The light flickered, and sun exploded into the sky, the wizards saw waves around them for a moment, and then there was darkness.

'I told you,' said Rincewind. 'We're under water.'

'The land sank under all the volcanoes?' said Ridcully.

'Probably just moved away,' said Rincewind. 'There's a lot of that sort of thing down here.'

They rose above the surface as HEX adjusted to the new condi­tions. A landmass was smeared on the horizon, under a bank of cloud.

'See?' said Rincewind. 'It's a pain. Time travel always means you end up walking.'

'hex, move us to the nearest land, please. Inland about ten miles,' said Ponder.
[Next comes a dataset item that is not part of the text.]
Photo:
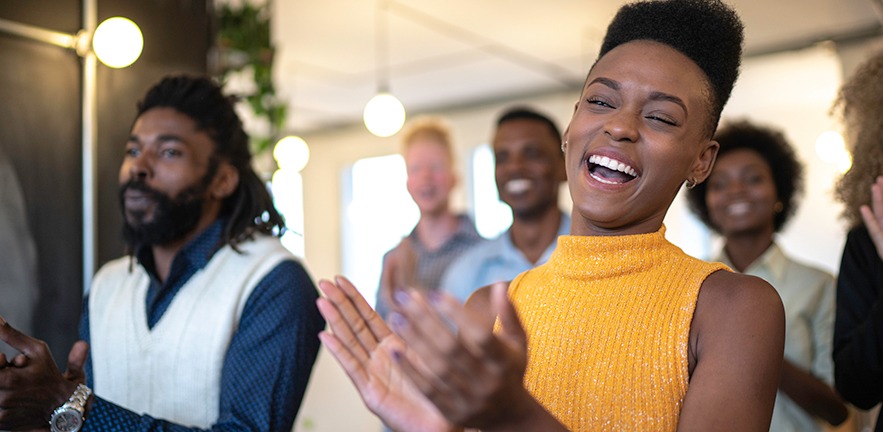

'You mean I could have just asked?' said Rincewind. 'All this time, I needn't have been walking?'

'Oh, yes.'

The landscape blurred for a second.

'You could have said,' said Rincewind accusingly, as they were rushed past, and sometimes through, a forest of giant ferns.

The view stabilized. The wizard had been through to the edge of the forest. Low-growing shrubs stretched away towards more ferns.

'Not much about,' said Ridcully, leaning against a trunk. 'Can I smoke my pipe here, Stibbons?'

'Since technically you'll be smoking in the High Energy Building, yes, sir.'

Rincewind apparently struck a match on the tree trunk. 'Amazing,' he said.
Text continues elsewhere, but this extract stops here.